Wavelet Analysis for Financial Market Data
By Robert Tong, Senior Technical Consultant at NAG
Financial markets generate large quantities of high-frequency data which must be analysed to inform trading decisions. Wavelet multi-resolution analysis is increasingly being applied to these data sets because it enables the practitioner to focus on particular time scales where trading patterns are considered important.
The raw market data consists of market prices which are recorded as transactions occur and are irregularly spaced in time. Errors may be present due to faulty input or other factors and the prices can be given as bid-ask pairs, such as in the Foreign Exchange (FX) spot market. A pre-processing stage is therefore required to clean and present the raw tick by tick price information as a homogeneous (regularly spaced) time series for analysis. It is essential that any initial cleaning, filtering or sampling steps do not transmit spurious features to the following analysis stage.
The application of a wavelet multi-resolution analysis to a data set involves translation and scaling of the wavelet basis function in a convolution algorithm. This produces a decomposition of the data set into vectors of coefficients, each associated with a particular time scale which is determined by the scaling of the relevant wavelet function. This can be particularly useful for financial market data where one might want to distinguish diurnal trading patterns from other price movements.

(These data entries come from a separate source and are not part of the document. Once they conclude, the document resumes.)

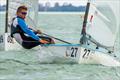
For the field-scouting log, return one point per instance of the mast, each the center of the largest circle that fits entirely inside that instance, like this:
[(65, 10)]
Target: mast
[(6, 23), (83, 39)]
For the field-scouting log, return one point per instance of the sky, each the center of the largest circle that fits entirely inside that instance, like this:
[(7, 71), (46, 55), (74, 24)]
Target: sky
[(74, 2)]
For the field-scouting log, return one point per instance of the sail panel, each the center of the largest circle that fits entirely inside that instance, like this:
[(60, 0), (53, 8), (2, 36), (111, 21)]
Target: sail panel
[(103, 22)]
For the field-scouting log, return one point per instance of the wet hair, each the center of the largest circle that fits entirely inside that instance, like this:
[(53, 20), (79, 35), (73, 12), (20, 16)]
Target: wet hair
[(21, 8)]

There are several possible choices of wavelet method. The Discrete Wavelet Transform (DWT) is widely used for image processing and data compression, but this transform is not translation invariant and imposes a restriction on the length of the data set if a complete multi-resolution analysis is to be carried out. For the analysis of market data, the Maximal Overlap Discrete Wavelet Transform (MODWT) or stationary wavelet transform is preferred. This avoids some disadvantages of the DWT in this context, but at the expense of storing additional coefficients as part of the analysis.

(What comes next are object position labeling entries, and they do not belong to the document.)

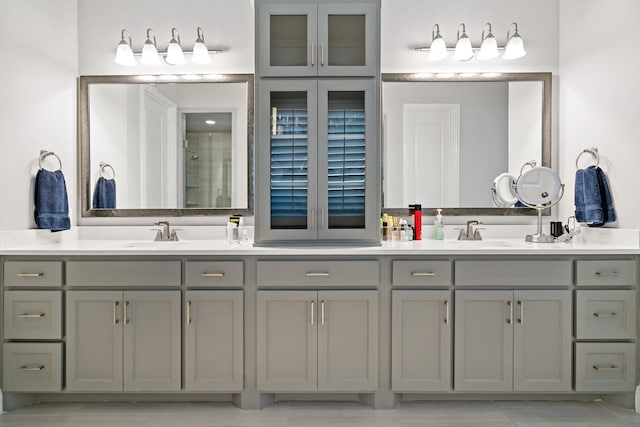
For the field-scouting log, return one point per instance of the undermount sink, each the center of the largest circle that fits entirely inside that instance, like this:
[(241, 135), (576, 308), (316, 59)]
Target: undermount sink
[(150, 245), (488, 243)]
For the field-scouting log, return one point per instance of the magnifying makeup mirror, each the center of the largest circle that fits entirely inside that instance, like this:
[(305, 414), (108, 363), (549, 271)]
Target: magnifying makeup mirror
[(538, 188), (502, 191)]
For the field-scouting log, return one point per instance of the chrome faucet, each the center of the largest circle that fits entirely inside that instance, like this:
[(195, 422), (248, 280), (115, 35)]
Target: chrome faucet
[(471, 233), (165, 234)]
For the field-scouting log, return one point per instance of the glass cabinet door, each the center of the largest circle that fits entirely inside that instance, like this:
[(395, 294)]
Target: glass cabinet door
[(347, 190), (347, 39), (288, 43), (287, 165)]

As an example, consider the application of the MODWT to FX spot prices for the Yen (JPY) against the New Zealand dollar (NZD) for January to June 2007. This produces a decomposition into detail coefficients for the different wavelet scales, d1 - d6, together with a vector of smooth coefficients, s6 (see Figure). There are some jumps in the time series of prices, x(t), which appear as larger values in the smallest time scale detail coefficients, d1 and d2, but the smooth coefficients, s6, suggest an underlying oscillation about some notional mean value for the time period covered by the price data. The wavelet coefficients here clarify the features of the price data at the different time scales.
Wavelet analysis of FX rates, Jan-June 2007: Yen (JPY) against New Zealand Dollar (NZD), using Daubechies Least Asymmetric wavelets with eight coefficients, LA(8).

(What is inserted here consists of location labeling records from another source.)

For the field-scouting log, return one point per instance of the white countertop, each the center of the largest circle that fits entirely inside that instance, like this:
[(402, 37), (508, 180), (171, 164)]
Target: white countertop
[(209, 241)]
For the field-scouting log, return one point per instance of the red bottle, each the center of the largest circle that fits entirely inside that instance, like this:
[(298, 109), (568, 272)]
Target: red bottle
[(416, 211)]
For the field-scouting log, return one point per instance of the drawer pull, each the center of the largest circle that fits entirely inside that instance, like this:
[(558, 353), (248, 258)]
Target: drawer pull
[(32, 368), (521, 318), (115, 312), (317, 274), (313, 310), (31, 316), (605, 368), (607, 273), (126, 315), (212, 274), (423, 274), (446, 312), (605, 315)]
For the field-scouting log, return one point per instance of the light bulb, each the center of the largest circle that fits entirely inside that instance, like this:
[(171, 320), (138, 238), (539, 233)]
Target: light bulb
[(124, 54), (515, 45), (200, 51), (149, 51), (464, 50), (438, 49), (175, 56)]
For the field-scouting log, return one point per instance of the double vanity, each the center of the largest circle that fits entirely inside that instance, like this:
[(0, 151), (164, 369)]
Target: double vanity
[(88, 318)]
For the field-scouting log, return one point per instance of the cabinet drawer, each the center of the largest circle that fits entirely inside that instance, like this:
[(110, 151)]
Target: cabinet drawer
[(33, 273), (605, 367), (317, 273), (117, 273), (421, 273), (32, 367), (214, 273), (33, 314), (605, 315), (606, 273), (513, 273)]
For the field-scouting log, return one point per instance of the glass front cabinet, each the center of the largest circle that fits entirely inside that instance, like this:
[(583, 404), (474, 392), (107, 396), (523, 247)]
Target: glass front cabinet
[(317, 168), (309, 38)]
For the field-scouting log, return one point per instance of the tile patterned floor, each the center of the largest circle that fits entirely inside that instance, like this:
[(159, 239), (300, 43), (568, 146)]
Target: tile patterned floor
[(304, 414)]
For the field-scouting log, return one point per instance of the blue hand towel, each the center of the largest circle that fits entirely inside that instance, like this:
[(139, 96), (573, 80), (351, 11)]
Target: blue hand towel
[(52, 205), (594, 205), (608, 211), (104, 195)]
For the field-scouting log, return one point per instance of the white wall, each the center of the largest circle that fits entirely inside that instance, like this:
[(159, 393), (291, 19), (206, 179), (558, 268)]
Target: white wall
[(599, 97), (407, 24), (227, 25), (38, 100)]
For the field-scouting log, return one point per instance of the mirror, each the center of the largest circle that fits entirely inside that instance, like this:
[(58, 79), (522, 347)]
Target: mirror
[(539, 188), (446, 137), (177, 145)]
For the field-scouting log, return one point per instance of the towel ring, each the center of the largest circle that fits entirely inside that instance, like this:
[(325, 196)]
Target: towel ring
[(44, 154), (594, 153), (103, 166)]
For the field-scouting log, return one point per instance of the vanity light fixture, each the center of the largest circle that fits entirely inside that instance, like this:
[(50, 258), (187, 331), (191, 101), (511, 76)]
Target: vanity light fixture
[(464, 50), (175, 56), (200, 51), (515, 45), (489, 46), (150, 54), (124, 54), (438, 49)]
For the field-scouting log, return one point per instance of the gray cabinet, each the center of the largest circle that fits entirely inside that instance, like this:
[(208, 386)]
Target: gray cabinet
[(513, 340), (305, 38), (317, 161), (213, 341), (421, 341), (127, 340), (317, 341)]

Wavelet analysis provides an important tool for extracting information from financial market data with applications ranging from short term prediction to the testing of market models and the calculation of variance in relation to specific time scales.
Due to the increasing demand for wavelet analysis NAG experts have developed a collection of wavelets which are now included in the NAG Library and NAG Toolbox for MATLAB.